The study published Monday in the journal Proceedings of the National Academy of Sciences.
Never seen in a ‘biological context’
“This mineral has only been observed in geological specimens in very tiny amounts and has never before been seen in a biological context,” said Derk Joester, senior study author and associate professor of materials science and engineering in Northwestern University’s McCormick School of Engineering, in una dichiarazione.
“It has high water content, which makes it strong with low density. We think this might toughen the teeth without adding a lot of weight.”

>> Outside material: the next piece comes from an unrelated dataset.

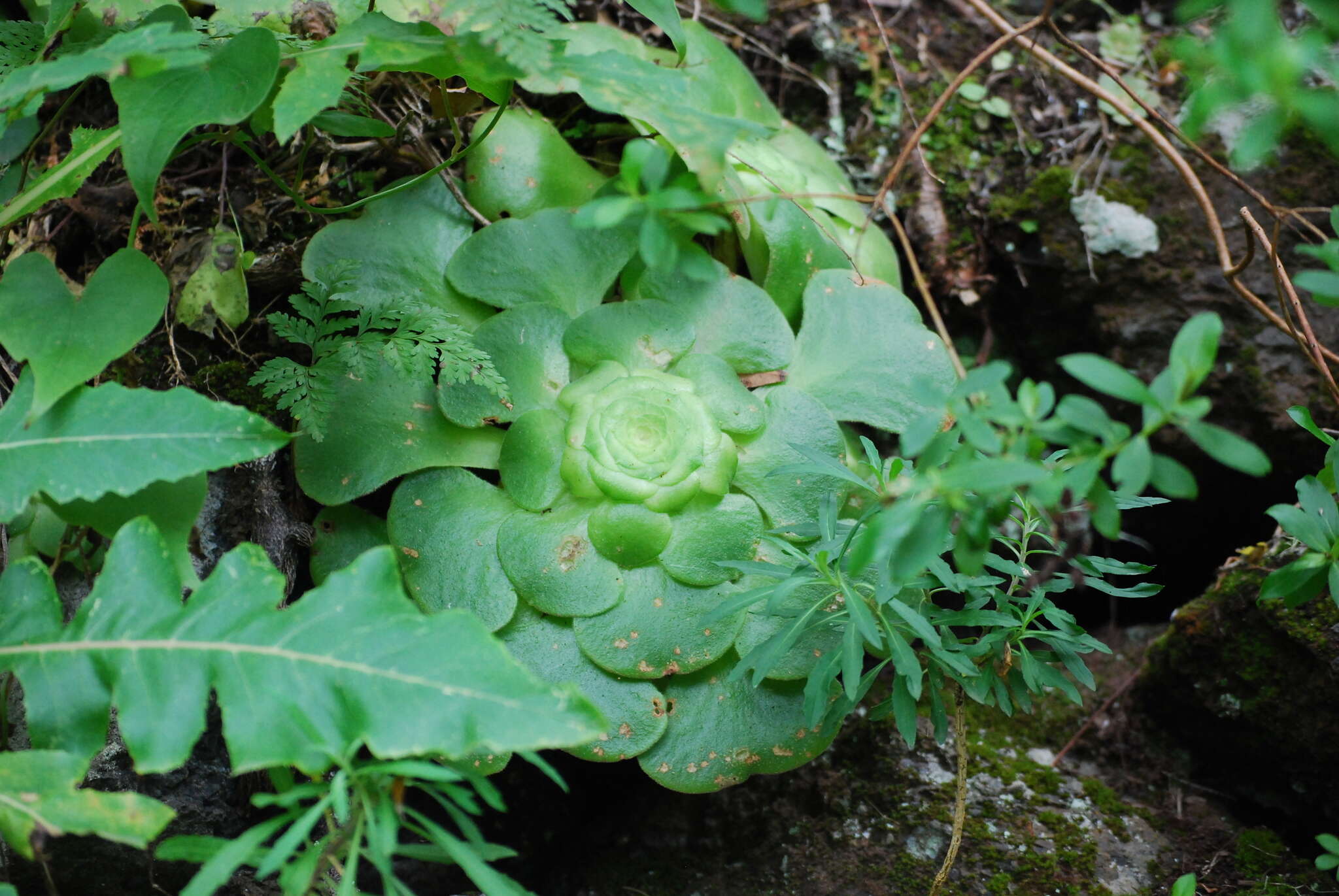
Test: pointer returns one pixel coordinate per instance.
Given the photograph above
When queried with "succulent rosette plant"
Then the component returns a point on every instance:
(640, 454)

Using multiple methods of analysis at the Argonne National Laboratory’s Advanced Photon Source and the Northwestern University Atomic and Nanoscale Characterization and Experiment Center, both in Illinois, the researchers found the mineral in the chiton’s upper stylus. In chiton, the stylus connects the tooth to the radula.
“The stylus is like the root of a human tooth, which connects the cusp of our tooth to our jaw,” Joester said. “It’s a tough material composed of extremely small nanoparticles in a fibrous matrix made of biomacromolecules, similar to bones in our body.”
Learning from chiton engineering
Inspired by this material, Joester and his research group wanted to recreate it as ink for 3D printing. The ink includes iron and phosphate mixed into a natural substance produced by chiton. When the ink dries, it creates a stiff material.
“We’ve been fascinated by the chiton for a long time,” Joester said. “Mechanical structures are only as good as their weakest link, so it’s interesting to learn how the chiton solves the engineering problem of how to connect its ultrahard tooth to a soft underlying structure.
“This remains a significant challenge in modern manufacturing, so we look to organisms like the chiton to understand how this is done in nature, which has had a couple hundred million years of lead time to develop.”